3. Bunion pads and insoles
Padding over the bony prominences of the foot helps to cushion the painful areas. Insoles or orthotics help to minimise pressure over the inside of the foot where the bunion is. This is particularly helpful if the patient has an associated pes planus (flatfoot).

4. Splints and braces
Splints and braces help to hold the toe in a straightened position and minimise any discomfort from the bunion. However, they have not been shown to reverse the deformity or slow down the natural progression of the bunion.


  • Significant bunion pain
  • Progressive deformity over a short period of time
  • Difficulty with footwear
  • Symptoms affecting function and activities

Bunion surgery is not indicated if there is no significant pain or limitation in function. It should not be performed for cosmetic reasons.



A lady in her 30s, who works as a secondary school teacher, had bunion pain which was progressively worsening over the past few years. This was exacerbated by the many hours she had to spend on her feet. She opted for minimally invasive bunion surgery.

The procedure was performed in the morning and she was discharged on the same day of surgery. She reported minimal discomfort and was walking independently with her postoperative sandal. She returned to work as a teacher approximately six weeks following surgery and was back to jogging at ten weeks.

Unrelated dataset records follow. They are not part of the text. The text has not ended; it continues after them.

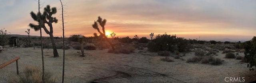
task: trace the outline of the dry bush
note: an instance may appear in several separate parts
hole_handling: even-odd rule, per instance
[[[92,43],[87,43],[84,47],[86,50],[96,50],[96,46]]]
[[[235,54],[233,53],[229,52],[227,54],[226,54],[225,58],[235,58],[236,56],[235,55]]]
[[[80,44],[76,44],[72,45],[72,47],[76,50],[81,49],[81,45]]]
[[[160,56],[168,56],[170,55],[170,53],[168,51],[160,51],[157,53],[157,54]]]
[[[242,59],[242,56],[238,56],[236,57],[236,59],[239,59],[239,60],[240,60],[241,59]]]
[[[42,73],[40,69],[36,67],[26,66],[24,70],[24,75],[19,76],[18,83],[42,83]],[[49,72],[44,73],[45,83],[56,83],[52,74]]]
[[[172,62],[173,60],[171,59],[170,58],[166,57],[164,58],[161,59],[161,61],[166,61],[167,62]]]
[[[198,49],[195,51],[195,55],[202,56],[204,55],[204,51],[200,49]]]
[[[230,52],[234,52],[235,51],[232,50],[231,49],[228,49],[228,48],[225,49],[225,50],[222,51],[222,53],[230,53]]]
[[[187,60],[186,62],[188,63],[189,63],[189,62],[195,63],[195,62],[200,62],[200,61],[201,61],[201,60],[202,59],[202,57],[195,56],[192,57],[192,58],[188,59]]]

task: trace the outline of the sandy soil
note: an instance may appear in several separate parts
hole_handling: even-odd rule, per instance
[[[220,65],[186,63],[187,59],[194,56],[193,52],[182,57],[185,60],[171,57],[174,61],[168,62],[160,60],[164,57],[145,49],[130,54],[107,53],[107,49],[86,50],[84,57],[80,57],[78,51],[65,51],[65,83],[225,83],[225,77],[245,77],[246,83],[256,80],[255,71],[249,71],[246,63],[225,59],[222,51],[214,56],[224,60]],[[54,58],[52,49],[44,50],[46,70],[52,72],[56,81],[61,83],[63,50],[58,52],[61,57]],[[26,65],[42,66],[41,54],[39,48],[5,50],[0,52],[0,64],[20,56],[18,65],[22,74]],[[16,71],[14,63],[0,69],[0,78],[16,75]]]

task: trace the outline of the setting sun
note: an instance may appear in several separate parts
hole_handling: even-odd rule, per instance
[[[110,36],[110,32],[106,32],[106,36]]]

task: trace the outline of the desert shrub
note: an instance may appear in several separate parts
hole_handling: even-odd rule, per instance
[[[166,57],[164,58],[161,59],[161,61],[166,61],[167,62],[172,62],[173,60],[171,59],[170,58]]]
[[[200,62],[200,61],[201,61],[201,60],[202,60],[202,58],[201,57],[195,56],[192,57],[192,58],[188,59],[187,60],[186,62],[188,63],[189,63],[189,62],[195,63],[195,62]]]
[[[132,40],[129,38],[129,37],[120,38],[118,40],[118,41],[120,42],[126,43],[130,43],[132,42]]]
[[[24,75],[19,76],[17,83],[42,83],[42,73],[38,67],[26,66],[24,70]],[[44,82],[56,83],[52,74],[49,72],[44,73]]]
[[[226,54],[226,55],[225,57],[226,58],[235,58],[236,56],[235,55],[235,54],[233,53],[229,52],[227,54]]]
[[[225,49],[225,50],[222,51],[222,53],[230,53],[230,52],[234,52],[234,51],[232,50],[231,49],[228,49],[228,48]]]
[[[242,56],[238,56],[236,57],[236,59],[239,59],[240,60],[241,59],[242,59]]]
[[[213,50],[210,50],[206,53],[205,55],[209,55],[212,54],[213,54],[214,55],[216,54],[216,52],[213,51]]]
[[[182,52],[188,51],[189,48],[187,45],[189,42],[183,38],[176,38],[176,35],[158,34],[152,41],[148,43],[148,49],[152,52],[160,51],[174,51],[178,50]]]
[[[180,55],[176,55],[174,56],[174,59],[180,59]]]
[[[76,50],[81,49],[81,45],[80,44],[75,44],[72,45],[72,47]]]
[[[204,44],[205,43],[205,41],[198,41],[198,43],[200,44]]]
[[[96,46],[92,43],[87,43],[84,47],[86,50],[96,50]]]
[[[211,64],[212,65],[218,65],[222,63],[222,60],[219,58],[214,58],[212,59],[212,63]]]
[[[230,43],[230,42],[229,42],[226,41],[226,42],[224,42],[224,43],[225,43],[225,44],[229,44],[229,43]]]
[[[147,39],[147,38],[142,37],[139,39],[138,42],[140,43],[147,43],[148,41],[149,41],[149,40]]]
[[[195,51],[195,55],[202,56],[204,55],[204,51],[200,49],[198,49]]]
[[[157,53],[159,55],[162,56],[168,56],[170,55],[170,53],[166,51],[160,51]]]
[[[216,43],[217,43],[217,42],[214,40],[211,40],[209,42],[211,43],[211,44],[216,44]]]
[[[10,34],[6,30],[4,29],[0,30],[0,45],[4,46],[7,45],[8,43],[9,38],[10,38]]]

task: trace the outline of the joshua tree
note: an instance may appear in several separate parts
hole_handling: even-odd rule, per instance
[[[153,40],[153,36],[154,36],[154,33],[151,33],[151,34],[149,34],[149,36],[150,36],[150,38],[151,38],[151,41]]]
[[[115,36],[116,36],[116,34],[115,33],[114,33],[114,32],[113,32],[113,33],[110,34],[110,36],[111,36],[111,37],[112,37],[112,38],[114,38],[115,37]]]
[[[32,28],[33,28],[36,31],[38,31],[42,28],[44,30],[45,32],[50,35],[52,44],[52,48],[53,49],[54,57],[59,57],[59,56],[57,51],[57,48],[56,48],[56,45],[55,45],[55,42],[53,37],[53,29],[52,24],[52,23],[53,22],[55,23],[57,23],[58,20],[56,17],[54,18],[52,17],[53,14],[56,14],[57,12],[57,9],[56,7],[52,8],[51,8],[50,6],[48,5],[46,6],[46,7],[44,8],[44,13],[42,14],[40,12],[38,12],[37,14],[36,14],[33,11],[30,12],[31,17],[34,21],[38,22],[39,24],[40,24],[40,24],[41,26],[30,23],[29,24],[29,26]],[[40,19],[41,19],[41,20]],[[49,26],[50,31],[46,28],[45,25],[45,24],[46,24]]]
[[[27,32],[26,31],[25,31],[25,32],[27,32],[27,33],[28,34],[28,42],[29,42],[29,43],[30,43],[30,43],[31,43],[31,42],[30,42],[30,38],[29,37],[29,31],[30,31],[30,29],[28,29],[28,32]]]
[[[105,32],[105,25],[106,25],[106,23],[107,22],[107,20],[104,19],[104,20],[102,20],[102,18],[100,16],[99,16],[98,17],[98,20],[97,22],[94,21],[94,23],[93,24],[92,24],[92,28],[93,28],[97,30],[98,32],[100,34],[100,35],[103,36],[104,38],[106,39],[106,40],[107,40],[107,42],[108,42],[109,44],[111,46],[111,47],[113,49],[113,50],[115,50],[115,47],[114,47],[114,45],[111,43],[111,42],[108,40],[108,37],[106,36],[106,33]],[[102,28],[102,32],[101,32],[100,31],[100,29],[98,26],[98,24],[99,24],[100,25]]]

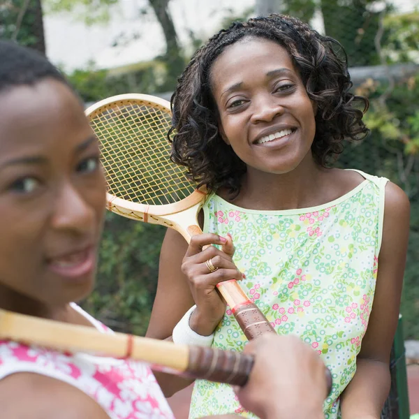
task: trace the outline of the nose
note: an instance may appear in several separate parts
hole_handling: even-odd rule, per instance
[[[94,210],[71,183],[61,186],[52,216],[55,230],[84,234],[91,230],[94,217]]]
[[[253,112],[251,118],[253,124],[270,122],[284,113],[284,108],[278,98],[270,94],[260,95],[253,101]]]

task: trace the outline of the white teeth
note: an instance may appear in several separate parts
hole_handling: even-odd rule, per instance
[[[285,137],[286,135],[289,135],[293,133],[293,131],[291,129],[283,129],[274,134],[270,134],[270,135],[266,135],[265,137],[262,137],[262,138],[256,141],[256,144],[263,144],[264,142],[267,142],[268,141],[272,141],[277,138],[281,138],[281,137]]]
[[[51,262],[52,265],[55,265],[55,266],[59,266],[60,267],[71,267],[82,262],[86,258],[86,252],[84,251],[71,255],[66,258],[54,259]]]
[[[59,266],[60,267],[68,267],[71,266],[74,266],[78,263],[78,262],[59,262],[57,260],[55,260],[54,262],[54,265],[55,265],[56,266]]]

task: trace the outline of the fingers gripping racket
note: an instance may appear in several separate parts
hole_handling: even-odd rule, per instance
[[[203,346],[177,345],[0,310],[0,340],[11,339],[61,351],[99,353],[151,364],[153,369],[193,378],[244,385],[253,356]]]
[[[197,217],[206,192],[196,189],[185,169],[170,159],[169,102],[145,94],[119,95],[95,103],[86,115],[101,145],[108,209],[174,228],[188,243],[201,234]],[[275,332],[235,280],[217,288],[248,339]]]

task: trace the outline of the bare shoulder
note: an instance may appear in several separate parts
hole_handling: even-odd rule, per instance
[[[0,405],[5,418],[110,419],[99,404],[78,388],[33,373],[17,373],[0,380]]]
[[[400,219],[409,217],[409,215],[410,202],[407,195],[392,182],[388,182],[385,185],[385,218],[392,216]]]

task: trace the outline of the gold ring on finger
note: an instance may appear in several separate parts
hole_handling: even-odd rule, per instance
[[[207,267],[208,268],[208,270],[210,272],[214,272],[218,269],[218,267],[214,266],[214,264],[212,263],[212,260],[211,259],[208,259],[205,262],[205,265],[207,265]]]

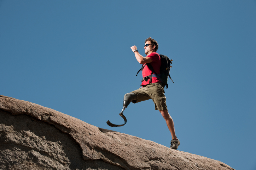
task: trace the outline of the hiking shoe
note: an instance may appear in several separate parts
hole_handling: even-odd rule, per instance
[[[171,146],[170,148],[171,149],[177,149],[180,144],[180,142],[178,138],[177,140],[171,140]]]

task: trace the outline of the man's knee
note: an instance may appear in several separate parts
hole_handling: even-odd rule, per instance
[[[133,93],[129,93],[124,95],[123,97],[123,106],[126,107],[133,101],[136,101],[137,100],[137,95]]]

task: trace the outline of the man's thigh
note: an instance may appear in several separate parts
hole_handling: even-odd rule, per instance
[[[141,87],[138,90],[132,92],[137,95],[137,100],[136,102],[132,101],[133,103],[138,103],[142,101],[147,100],[151,99],[148,93],[148,88],[147,87]]]

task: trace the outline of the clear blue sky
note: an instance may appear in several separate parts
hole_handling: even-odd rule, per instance
[[[131,103],[145,39],[173,60],[179,150],[256,169],[256,1],[0,0],[0,93],[170,146],[151,101]]]

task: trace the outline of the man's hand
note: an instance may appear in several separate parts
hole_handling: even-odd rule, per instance
[[[137,49],[137,47],[135,45],[131,46],[131,49],[133,51],[133,52],[135,50],[138,50],[138,49]]]

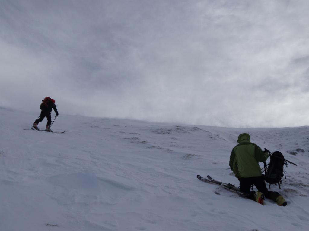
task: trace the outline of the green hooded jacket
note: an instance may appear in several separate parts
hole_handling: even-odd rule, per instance
[[[260,176],[262,171],[259,162],[265,162],[269,155],[258,146],[250,142],[250,136],[243,133],[238,136],[239,144],[232,150],[230,167],[237,178]]]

Minimally invasive surgery is an excellent option for patients with painful mild-to-moderate bunions. It results in less postoperative pain, swelling and scarring. This in turn allows for a much quicker recovery and return to an active lifestyle.


  1. Prevalence of hallux valgus in the general population: a systematic review and meta-analysis. Nix et al. J Foot Ankle Res. 2010;3:21
  2. Two year outcomes of minimally invasive hallux valgus surgery. Chan et al. Foot Ankle Surg. 2019 Apr;25(2):119-126.

Dr Nicholas Yeo is a Consultant with the Department of Orthopaedic Surgery at Singapore General Hospital. He also serves as the Director of the Foot and Ankle Service.

He was awarded the Health Manpower Development Plan (HMDP) Scholarship from the Ministry of Health to pursue sub-specialty training in foot and ankle surgery. He completed a year-long fellowship at the University of British Columbia, Canada. In addition, he was awarded the AO fellowship at the University Hospital Carl Gustav Carus, Germany in trauma and reconstructive surgery of the foot.

Dr Yeo’s practice is largely centred around complex foot and ankle deformities and sports injuries. Of note, he is a strong advocate of minimally invasive or keyhole surgery to achieve the best outcomes for his patients.